01 de Março de 2010 – Mashiro
A
manhã ensolarada estava carregada com o perfume das flores de cheri berry.
Pidoves piavam suavemente sobre os galhos das árvores próximas. O brilho do sol
que caía sobre a cidade, espalhava calor e calmaria nos corações dos moradores.
E o ginásio, que mesmo amplo, estava lotado, emitia sons de euforia e
excitação.
–
Mashiro! – Chamou-me Hanako, minha colega de classe – A sensei está nos
chamando, é nossa vez de entrar!
–
Ah, certo! – Retribui seu sorriso e iniciei minha caminhada.
Meu
nome é Junpei Mashiro. Uma jovem de 17 anos, moradora da cidade de Opelucid e
uma das 80 formandas do colégio feminino Jardim de Roselis. E neste momento, a
cerimônia de graduação transcorria cheia de beleza em cada detalhe. O ginásio
foi organizado e decorado pelas próprias estudantes, com muitos arranjos
floridos e cortinas de tecidos delicados, que transbordavam cores.
A
banca de educadoras, junto à diretora, discursaram de forma incentivante,
relembrando alunas que se destacaram, tanto em desenvolvimento, quanto em
determinação no decorrer de complicações pessoais. Muitos dos presentes se
comoveram. Para todos os lados que se olhasse, haveriam sorrisos e lágrimas de
emoção.
O
encerramento da cerimônia se deu com uma homenagem do coral à capela,
organizado pelas secundaristas e suas calouras, em despedida com as veteranas.

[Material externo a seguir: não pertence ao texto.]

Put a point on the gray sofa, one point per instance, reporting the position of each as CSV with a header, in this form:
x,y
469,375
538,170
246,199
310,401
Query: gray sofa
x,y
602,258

Depois disso, abracei minhas colegas e amigas com força. Afinal, eu poderia
ficar muito tempo sem vê-las novamente. Meu coração ainda saltitava em meu
peito, até que eu enxergasse meu pai, Junpei Kenta, um conceituado veterinário
pokémon na cidade, meu estomago se contraiu.
Um
homem de 1,80 de altura, com cabelos cor de chocolate e olhos verdes como
esmeraldas, corpo musculoso e firme. Vestia sua melhor camisa social, branca,
com as mangas dobradas na altura do cotovelo, uma calça jeans, cor de terra, e
sapatos mocassim, verde musgo. O figurino foi escolhido todo por mim, para
valorizar cada detalhe de sua beleza rústica, marcada pela barba por fazer. Ao
me encontrar, abriu um sorriso branco, cheio de orgulho.
–
Então... você prefere ir para casa ou combinou de comemorar com suas colegas? –
Questionou ele, mesmo com os olhos brilhando, sua face carregava tristeza.
–
Paizinho... – Abracei-o, com carinho – Claro que vou aproveitar essas últimas
horas com você!
–
Claro... – Disse ele, afagando meus cabelos – Vou preparar o seu favorito, Ensopado
de Berries!
–
O senhor só sabe fazer isso! – Disparei, fazendo com que caíssemos na risada.
Subimos
na caminhonete vermelha, a qual meu pai utilizava tanto para uso pessoal quanto
profissional, afim de buscar e levar pokémons muito debilitados aos seus donos.
Percorremos as ruas asfaltadas, conversando tranquilamente, enquanto os prédios
modernos e suntuosos eram substituídos por edificações rústicas e simples, mas
tão belas e confortáveis quanto as do centro da cidade.
Este
é um traço único de Opelucid. No continente de Unova, as cidade se dividem em
dois grupos, as cidades modernas, cheias de prédios altos de arquitetura
arrojada, e as cidades rurais, com casas simples e galpões antiquados.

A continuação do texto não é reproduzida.